Officials from the Centers for Medicare and Medicaid Services (CMS) reported that health care spending growth in the United States slowed for the third consecutive year in 2005, increasing 6.9% compared with 7.2% growth in 2004 and 8.1% in 2003.
The 6.9% growth in 2005 marks the slowest rate of growth in health spending since 1999, when growth was 6.2%. Health care spending reached almost $2 trillion in 2005, or $6,697 per person, up from $6,322 per person in 2004.
Growth in retail prescription drug sales decelerated for the sixth consecutive year, increasing just 5.8% in 2005, following 8.6% growth in 2004. This slowdown was primarily due to a dramatic decrease in Medicaid prescription drug spending, along with increased use of generic drugs.
Spending for hospital care accounted for the largest share of overall health care in 2005, reaching $611.6 billion, with growth stable at 7.9% in both 2004 and 2005.
Spending for physician and clinical services reached $421.2 billion in 2005, an increase of 7% during 2004. Payments by public sources for physician services, including Medicare and Medicaid, grew more slowly in 2005.
Most significantly, Medicaid cost-containment efforts, such as reduced or frozen payments to physicians, contributed to the slowdown. Medicare growth for physician services was 9.5% in 2005 (slightly slower than the 10.4% growth in 2004) and reflects continued increases in the volume and intensity of services.
Expenditures for freestanding home health care agencies, although a small share of total health spending (only 2.4%), grew the fastest among all services in 2005, increasing 11.1% to $47.5 billion. This is the third straight year of double-digit growth.

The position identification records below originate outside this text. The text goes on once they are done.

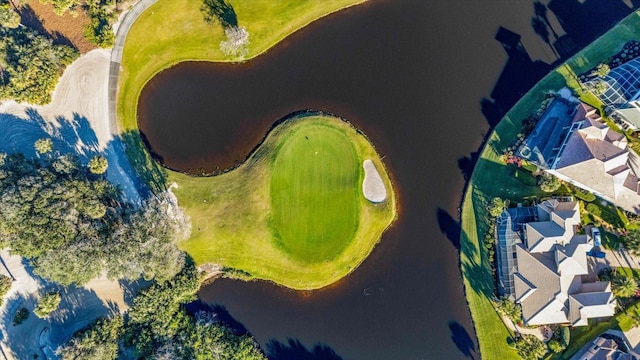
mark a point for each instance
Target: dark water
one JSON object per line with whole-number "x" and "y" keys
{"x": 423, "y": 79}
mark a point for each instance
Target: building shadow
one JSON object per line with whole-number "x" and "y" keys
{"x": 294, "y": 350}
{"x": 467, "y": 163}
{"x": 584, "y": 20}
{"x": 519, "y": 74}
{"x": 462, "y": 339}
{"x": 221, "y": 11}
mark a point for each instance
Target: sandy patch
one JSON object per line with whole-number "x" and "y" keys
{"x": 65, "y": 29}
{"x": 77, "y": 120}
{"x": 372, "y": 186}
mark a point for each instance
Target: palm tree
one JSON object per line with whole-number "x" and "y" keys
{"x": 625, "y": 287}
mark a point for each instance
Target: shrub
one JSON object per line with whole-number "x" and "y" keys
{"x": 555, "y": 346}
{"x": 549, "y": 183}
{"x": 21, "y": 315}
{"x": 98, "y": 165}
{"x": 565, "y": 335}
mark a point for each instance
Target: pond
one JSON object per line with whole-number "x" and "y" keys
{"x": 412, "y": 75}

Growth in freestanding nursing home expenditures increased 6% in 2005, following growth of 4.1% in 2004, to $121.9 billion.

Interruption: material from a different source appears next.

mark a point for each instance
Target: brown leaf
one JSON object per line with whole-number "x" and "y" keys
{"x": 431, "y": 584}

Medicare spending increased 9.3% to $342 billion in 2005, following growth of 10.3% in 2004. Although growth remained strong, the deceleration was driven by slower growth in spending for hospital care, physician and clinical services, and nursing home and home health care.
Medicare spending for prescription drugs increased 19.7% in 2005, and although it outpaced overall Medicare growth, it represented only a 1.2% share of total Medicare spending and does not include expenditures associated with the full Part D prescription drug benefit, which did not begin until Jan. 1, 2006.
Medicaid spending growth continued the deceleration that began in 2002, increasing 7.2% to $311 billion in 2005, compared with 7.5% in 2004.
For the $1,085 billion spent by private payers in 2005, private health insurance contributed $694.4 billion (64%), out-of-pocket payments contributed $249.4 billion (23%), and other private funds made up the remaining $141.2 billion (13%).
Growth in private health insurance premiums slowed from 7.9% in 2004 to 6.6% in 2005. This was the third straight year of slowing premium growth from a peak of 10.5% in 2002. Employer-sponsored private health insurance accounted for 94% of total premiums in 2005, with the employer share growing slightly to 74.4% and the employee share dropping slightly to 25.6%. However, employees are paying more through mechanisms such as higher coinsurance, more deductibles, and changes in coverage criteria.